Tudo isso se conformou numa conjuntura que inviabilizou as possibilidades de crescimento de Ciro Gomes para além do contingente de milhões de brasileiros que ele conseguiu, praticamente sozinho, juntar sobre sua influência. Sem inserção real, isto é, sem possibilidades de vitória na eleição, o desafio que restou a Ciro é não sair menor do que entrou na campanha presidencial de 2022, o que será, caso se confirme esse prognóstico, uma tragédia, não para Ciro, mas para o que ele passou a representar para o pensamento de esquerda no Brasil, para a generosidade do discurso em defesa da nação, que é a marca que ele vai deixar para as atuais e as futuras gerações.

Se Ciro Gomes for capaz de deixar as divergências de lado, retirar sua candidatura e anunciar o apoio a Lula em um momento tão grave para a história do país, isso certamente o tornaria ainda maior do que ele se tornou, sem que isso represente uma adesão ao que ele critica. Por fim, caso Ciro Gomes seja capaz de colocar acima do seu legítimo projeto de governar o país, a necessidade histórica para a nação, que é derrotar o bolsonarismo, ele continuará mais imprescindível do que nunca ao país e ao debate público.

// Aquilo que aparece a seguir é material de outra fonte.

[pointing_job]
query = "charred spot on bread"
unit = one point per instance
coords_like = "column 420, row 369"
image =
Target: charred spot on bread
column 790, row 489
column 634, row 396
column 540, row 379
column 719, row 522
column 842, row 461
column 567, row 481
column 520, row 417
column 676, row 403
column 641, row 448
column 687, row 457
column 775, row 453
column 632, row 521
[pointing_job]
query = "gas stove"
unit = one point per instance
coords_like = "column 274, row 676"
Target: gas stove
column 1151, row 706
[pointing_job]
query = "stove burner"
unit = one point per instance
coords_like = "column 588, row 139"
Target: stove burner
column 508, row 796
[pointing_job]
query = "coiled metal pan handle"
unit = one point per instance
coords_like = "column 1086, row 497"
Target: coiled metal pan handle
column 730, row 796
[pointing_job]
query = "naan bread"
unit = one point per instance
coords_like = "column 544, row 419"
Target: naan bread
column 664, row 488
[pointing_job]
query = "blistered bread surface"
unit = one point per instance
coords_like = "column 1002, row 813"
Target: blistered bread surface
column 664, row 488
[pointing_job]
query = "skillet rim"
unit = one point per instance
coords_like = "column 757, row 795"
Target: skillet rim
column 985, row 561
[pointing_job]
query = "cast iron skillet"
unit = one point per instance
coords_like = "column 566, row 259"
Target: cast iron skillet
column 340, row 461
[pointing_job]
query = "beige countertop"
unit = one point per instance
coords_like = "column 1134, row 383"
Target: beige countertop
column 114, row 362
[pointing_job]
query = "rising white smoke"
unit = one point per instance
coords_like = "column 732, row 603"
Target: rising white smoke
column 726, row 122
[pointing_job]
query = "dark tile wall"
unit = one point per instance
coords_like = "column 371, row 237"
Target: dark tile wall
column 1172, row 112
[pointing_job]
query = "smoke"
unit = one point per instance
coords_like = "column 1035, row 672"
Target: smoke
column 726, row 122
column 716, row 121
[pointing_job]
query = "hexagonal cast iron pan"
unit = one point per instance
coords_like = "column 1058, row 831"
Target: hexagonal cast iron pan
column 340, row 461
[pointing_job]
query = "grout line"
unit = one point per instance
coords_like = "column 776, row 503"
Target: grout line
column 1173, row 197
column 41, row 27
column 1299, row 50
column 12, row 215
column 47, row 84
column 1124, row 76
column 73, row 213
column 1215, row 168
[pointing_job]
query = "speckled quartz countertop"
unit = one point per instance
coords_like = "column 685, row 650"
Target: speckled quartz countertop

E mais gente estará aberta a escutar o que ele tem a dizer para salvar o país do desastre.

Gostaria muito de anunciar essa mudança de voto ao lado de Ciro Gomes, mas acredito que não há mais tempo a perder: AGORA É LULA!

Publicado por Flavio Lucio Vieira

Professor do Departamento de História da UFPB, doutor em Sociologia.